Thomas Hardy, the Writer

Thomas Hardy
Thomas Hardy the Writer

Weymouth is a site of worldly pleasure in Thomas Hardy’s writing and is more or less the antithesis to Egdon Heath and other desolate areas. The town’s importance stemmed from the patronage of King George III, who spent his summers here, in his later years. In the afterglow of this regal splendour, Weymouth became the choice holiday resort in the south.
Diggory Venn in The Return of the Native describes the excitement of the place where ‘out of every ten folk you meet nine of ’em in love’. In Hardy’s poem in praise of cider, ‘Great Things’ he writes of ‘spinning down to Weymouth town / By Ridgway thirstily’ and in The Dynasts (1908) it is ‘King George’s watering-place’.

Thomas Hardy lived and worked in Weymouth in 1869, enjoying a morning swim in Weymouth Bay and joined a quadrille class, which provided ‘a gay gathering for dances and love-making by adepts of both sexes’. He lived at 3 Wooperton Street. Here he wrote poetry and, when his work took him to St Juliot in Cornwall, he embarked on a significant love affair.

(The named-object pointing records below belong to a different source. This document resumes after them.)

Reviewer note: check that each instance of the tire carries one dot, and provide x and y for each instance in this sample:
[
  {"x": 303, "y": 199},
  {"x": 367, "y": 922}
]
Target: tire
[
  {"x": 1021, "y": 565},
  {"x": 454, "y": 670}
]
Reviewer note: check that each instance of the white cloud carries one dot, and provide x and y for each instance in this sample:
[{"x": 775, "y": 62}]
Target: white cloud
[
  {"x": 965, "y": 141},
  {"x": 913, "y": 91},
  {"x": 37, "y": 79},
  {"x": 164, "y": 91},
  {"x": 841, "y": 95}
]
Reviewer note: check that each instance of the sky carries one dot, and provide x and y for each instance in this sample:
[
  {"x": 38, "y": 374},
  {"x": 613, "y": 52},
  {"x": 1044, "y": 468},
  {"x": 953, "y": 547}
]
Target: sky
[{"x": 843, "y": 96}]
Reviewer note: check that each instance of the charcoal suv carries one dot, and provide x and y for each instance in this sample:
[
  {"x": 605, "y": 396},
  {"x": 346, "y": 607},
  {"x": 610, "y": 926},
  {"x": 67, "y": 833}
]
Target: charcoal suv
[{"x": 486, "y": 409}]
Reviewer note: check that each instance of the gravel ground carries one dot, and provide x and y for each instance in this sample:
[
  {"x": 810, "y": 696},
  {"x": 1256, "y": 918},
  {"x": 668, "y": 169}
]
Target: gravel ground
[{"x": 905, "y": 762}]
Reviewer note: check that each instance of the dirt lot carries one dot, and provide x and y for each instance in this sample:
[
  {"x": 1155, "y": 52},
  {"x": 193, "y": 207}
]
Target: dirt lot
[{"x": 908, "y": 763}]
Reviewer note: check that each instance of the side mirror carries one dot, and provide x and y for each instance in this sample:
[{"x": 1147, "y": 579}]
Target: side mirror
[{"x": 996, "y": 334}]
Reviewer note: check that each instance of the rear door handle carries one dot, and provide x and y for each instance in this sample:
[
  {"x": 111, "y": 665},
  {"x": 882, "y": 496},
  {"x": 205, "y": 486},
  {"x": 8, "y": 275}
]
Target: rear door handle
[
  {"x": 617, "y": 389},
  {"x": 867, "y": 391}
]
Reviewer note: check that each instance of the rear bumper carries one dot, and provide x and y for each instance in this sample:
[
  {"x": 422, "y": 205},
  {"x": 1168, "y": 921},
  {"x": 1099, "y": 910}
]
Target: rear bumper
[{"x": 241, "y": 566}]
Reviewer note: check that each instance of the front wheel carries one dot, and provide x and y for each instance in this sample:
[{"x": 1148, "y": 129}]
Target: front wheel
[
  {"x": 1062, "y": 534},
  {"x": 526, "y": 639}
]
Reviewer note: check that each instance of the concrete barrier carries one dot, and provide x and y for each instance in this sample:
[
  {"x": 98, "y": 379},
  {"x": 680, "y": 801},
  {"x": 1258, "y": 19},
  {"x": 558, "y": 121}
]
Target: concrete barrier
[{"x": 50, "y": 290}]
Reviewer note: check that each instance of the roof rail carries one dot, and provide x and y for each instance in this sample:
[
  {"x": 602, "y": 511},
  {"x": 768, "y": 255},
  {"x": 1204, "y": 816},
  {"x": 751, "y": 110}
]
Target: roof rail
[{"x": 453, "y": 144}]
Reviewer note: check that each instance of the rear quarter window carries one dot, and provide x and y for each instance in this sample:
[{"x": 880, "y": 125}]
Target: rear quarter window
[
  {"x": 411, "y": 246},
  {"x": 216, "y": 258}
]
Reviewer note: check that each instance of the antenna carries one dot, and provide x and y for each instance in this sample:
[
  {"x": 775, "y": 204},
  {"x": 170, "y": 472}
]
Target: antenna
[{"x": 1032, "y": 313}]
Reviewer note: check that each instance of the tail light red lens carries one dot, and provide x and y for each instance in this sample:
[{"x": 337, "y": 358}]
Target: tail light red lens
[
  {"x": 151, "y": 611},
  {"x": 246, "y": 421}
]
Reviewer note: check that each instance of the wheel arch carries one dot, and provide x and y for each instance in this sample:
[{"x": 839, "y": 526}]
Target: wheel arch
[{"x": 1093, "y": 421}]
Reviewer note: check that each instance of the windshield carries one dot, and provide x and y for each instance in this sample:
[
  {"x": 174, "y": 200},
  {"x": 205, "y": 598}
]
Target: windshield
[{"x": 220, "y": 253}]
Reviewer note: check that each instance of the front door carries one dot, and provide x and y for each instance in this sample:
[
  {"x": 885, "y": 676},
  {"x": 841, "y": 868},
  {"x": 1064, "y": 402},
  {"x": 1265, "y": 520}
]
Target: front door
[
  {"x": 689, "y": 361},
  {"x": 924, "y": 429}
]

He stayed in Weymouth in 1871-2 lodging at 1 West Parade, now Park Street, returning to the Bockhampton cottage to complete Under the Greenwood Tree. Weymouth’s Esplanade, the Gloucester Lodge Hotel and Old Rooms are featured in The Trumpet-Major (1880), renamed Budmouth in the 1895 edition to bring the novel within fictional ‘Wessex’.